وَلَا تَقْتُلُوا النَّفْسَ الَّت۪ى حَرَّمَ اللّٰهُ اِلَّا بِالْحَقِّۜ وَمَنْ قُتِلَ مَظْلُومًا فَقَدْ جَعَلْنَا لِوَلِيِّه۪ سُلْطَانًا فَلَا يُسْرِفْ فِى الْقَتْلِۜ اِنَّهُ كَانَ مَنْصُورًا﴿٣٣﴾

33. Allah’ın haram ettiği canı haksız yere öldürmeyin. Kim mazlum olarak öldürülürse, onun velisine (hakkını alması için) gerçekten bir yetki vermişizdir. Artık o da öldürmede (kısasta) ileri gitmesin. Çünkü o, yardıma mahzar olmuştur.

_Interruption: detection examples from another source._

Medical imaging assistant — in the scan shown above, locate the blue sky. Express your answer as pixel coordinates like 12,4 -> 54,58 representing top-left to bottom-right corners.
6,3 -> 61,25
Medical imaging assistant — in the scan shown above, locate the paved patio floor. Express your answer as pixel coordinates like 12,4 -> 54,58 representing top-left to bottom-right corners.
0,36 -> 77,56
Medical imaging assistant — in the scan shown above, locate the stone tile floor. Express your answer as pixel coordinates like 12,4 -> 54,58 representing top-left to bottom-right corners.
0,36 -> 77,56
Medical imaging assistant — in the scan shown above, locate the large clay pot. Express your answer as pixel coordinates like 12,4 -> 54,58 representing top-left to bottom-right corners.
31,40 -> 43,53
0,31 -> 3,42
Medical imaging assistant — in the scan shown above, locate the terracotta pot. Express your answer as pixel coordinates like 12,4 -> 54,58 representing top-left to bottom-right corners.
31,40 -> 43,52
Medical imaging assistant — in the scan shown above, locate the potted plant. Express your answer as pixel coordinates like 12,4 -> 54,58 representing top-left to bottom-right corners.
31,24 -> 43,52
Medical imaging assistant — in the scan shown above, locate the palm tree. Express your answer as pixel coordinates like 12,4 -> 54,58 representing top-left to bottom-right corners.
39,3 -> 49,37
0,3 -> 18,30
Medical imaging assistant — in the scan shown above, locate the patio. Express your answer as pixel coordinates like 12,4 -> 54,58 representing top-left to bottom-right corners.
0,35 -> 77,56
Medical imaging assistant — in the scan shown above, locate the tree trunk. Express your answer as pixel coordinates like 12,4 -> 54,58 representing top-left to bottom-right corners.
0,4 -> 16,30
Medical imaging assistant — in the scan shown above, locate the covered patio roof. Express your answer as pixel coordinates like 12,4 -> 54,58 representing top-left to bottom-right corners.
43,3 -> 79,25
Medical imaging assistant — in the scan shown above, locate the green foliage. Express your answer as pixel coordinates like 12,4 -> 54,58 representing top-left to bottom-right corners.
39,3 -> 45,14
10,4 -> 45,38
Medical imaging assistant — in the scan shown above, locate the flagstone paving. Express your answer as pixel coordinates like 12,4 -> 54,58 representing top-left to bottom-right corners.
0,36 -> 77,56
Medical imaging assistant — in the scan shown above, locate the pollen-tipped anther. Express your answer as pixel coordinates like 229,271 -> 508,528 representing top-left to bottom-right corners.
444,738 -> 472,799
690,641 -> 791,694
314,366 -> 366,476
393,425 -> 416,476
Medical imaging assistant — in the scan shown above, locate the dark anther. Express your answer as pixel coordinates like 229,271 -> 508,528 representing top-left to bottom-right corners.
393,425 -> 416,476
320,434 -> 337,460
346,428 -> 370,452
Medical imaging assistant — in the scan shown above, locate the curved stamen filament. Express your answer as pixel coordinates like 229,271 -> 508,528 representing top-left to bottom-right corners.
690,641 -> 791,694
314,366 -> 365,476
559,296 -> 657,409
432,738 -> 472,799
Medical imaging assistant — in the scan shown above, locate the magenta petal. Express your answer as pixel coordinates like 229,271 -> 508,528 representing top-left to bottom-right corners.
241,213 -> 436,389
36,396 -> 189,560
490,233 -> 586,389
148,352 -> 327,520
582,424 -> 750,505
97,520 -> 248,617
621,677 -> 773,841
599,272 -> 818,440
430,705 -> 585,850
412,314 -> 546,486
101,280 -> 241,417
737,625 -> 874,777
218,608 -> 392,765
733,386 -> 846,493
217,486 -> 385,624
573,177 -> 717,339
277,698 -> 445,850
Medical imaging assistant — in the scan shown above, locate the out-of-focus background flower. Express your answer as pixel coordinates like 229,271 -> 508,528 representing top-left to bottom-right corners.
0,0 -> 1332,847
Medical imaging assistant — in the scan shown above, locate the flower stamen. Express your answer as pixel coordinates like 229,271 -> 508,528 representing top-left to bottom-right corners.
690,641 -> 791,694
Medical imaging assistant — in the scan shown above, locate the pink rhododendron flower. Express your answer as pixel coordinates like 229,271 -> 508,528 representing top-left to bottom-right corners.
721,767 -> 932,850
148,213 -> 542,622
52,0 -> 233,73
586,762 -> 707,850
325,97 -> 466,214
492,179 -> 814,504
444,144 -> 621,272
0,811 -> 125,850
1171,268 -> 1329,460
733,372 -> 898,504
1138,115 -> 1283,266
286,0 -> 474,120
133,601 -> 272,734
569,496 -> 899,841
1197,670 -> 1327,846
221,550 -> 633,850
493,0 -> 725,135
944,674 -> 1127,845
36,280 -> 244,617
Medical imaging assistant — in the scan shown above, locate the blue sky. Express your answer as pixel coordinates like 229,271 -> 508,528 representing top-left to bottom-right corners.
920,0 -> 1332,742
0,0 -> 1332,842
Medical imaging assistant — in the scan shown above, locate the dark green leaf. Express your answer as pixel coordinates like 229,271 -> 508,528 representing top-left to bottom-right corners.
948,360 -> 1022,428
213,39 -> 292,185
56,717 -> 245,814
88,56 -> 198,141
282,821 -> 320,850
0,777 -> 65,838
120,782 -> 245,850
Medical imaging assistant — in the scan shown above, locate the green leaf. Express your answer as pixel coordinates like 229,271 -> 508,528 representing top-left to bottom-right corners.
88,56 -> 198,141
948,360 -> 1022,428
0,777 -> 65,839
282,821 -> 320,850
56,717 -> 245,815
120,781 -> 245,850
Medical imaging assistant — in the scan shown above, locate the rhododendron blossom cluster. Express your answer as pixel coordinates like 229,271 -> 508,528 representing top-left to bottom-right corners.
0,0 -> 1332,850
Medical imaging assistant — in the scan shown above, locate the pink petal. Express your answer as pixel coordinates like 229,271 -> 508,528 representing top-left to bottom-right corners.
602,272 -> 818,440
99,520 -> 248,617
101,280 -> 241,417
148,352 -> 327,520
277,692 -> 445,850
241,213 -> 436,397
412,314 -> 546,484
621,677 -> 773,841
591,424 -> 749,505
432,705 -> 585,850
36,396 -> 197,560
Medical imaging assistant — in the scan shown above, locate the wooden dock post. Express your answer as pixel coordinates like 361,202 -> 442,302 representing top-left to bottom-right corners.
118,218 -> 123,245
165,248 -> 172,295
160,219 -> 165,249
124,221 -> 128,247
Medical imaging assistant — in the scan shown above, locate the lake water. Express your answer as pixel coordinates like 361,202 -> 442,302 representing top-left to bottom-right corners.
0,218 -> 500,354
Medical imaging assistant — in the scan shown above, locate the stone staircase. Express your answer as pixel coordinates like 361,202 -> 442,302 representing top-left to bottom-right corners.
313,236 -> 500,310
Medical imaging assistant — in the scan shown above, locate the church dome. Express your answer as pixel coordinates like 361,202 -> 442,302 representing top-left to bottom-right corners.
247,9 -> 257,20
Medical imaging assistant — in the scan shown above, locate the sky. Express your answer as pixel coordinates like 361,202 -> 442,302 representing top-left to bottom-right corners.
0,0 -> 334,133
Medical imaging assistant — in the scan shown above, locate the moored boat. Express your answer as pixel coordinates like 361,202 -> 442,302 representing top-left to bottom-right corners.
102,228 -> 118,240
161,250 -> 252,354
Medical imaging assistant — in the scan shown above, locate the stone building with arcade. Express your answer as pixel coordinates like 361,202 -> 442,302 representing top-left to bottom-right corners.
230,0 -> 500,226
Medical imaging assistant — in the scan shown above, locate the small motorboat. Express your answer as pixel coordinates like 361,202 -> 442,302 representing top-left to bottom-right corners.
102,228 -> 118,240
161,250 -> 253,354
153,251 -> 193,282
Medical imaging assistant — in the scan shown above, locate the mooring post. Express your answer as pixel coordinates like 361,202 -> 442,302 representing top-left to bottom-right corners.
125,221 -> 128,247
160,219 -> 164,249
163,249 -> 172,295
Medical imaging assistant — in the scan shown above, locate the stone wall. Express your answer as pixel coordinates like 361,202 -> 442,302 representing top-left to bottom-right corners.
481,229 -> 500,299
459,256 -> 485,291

وَلَا تَقْرَبُوا مَالَ الْيَت۪يمِ اِلَّا بِالَّت۪ى هِىَ اَحْسَنُ حَتّٰى يَبْلُغَ اَشُدَّهُ۬ وَاَوْفُوا بِالْعَهْدِۚ اِنَّ الْعَهْدَ كَانَ مَسْؤُ۫لاً﴿٤٣﴾

34. Yetim malına, rüşdüne erişinceye kadar, ancak en güzel şeyle yaklaşın. Verdiğiniz sözü yerine getirin. Çünkü verilen söz, sorumluluğu gerektirir.

وَاَوْفُوا الْكَيْلَ اِذَا كِلْتُمْ وَزِنُوا بِالْقِسْطَاسِ الْمُسْتَق۪يمِۜ ذٰلِكَ خَيْرٌ وَاَحْسَنُ تَاْو۪يلاً﴿٥٣﴾

35. Ölçtüğünüz zaman ölçüyü tam yapın, doğru terazi ile tartın. Bu, daha hayırlıdır ve sonuç itibarı ile daha güzeldir.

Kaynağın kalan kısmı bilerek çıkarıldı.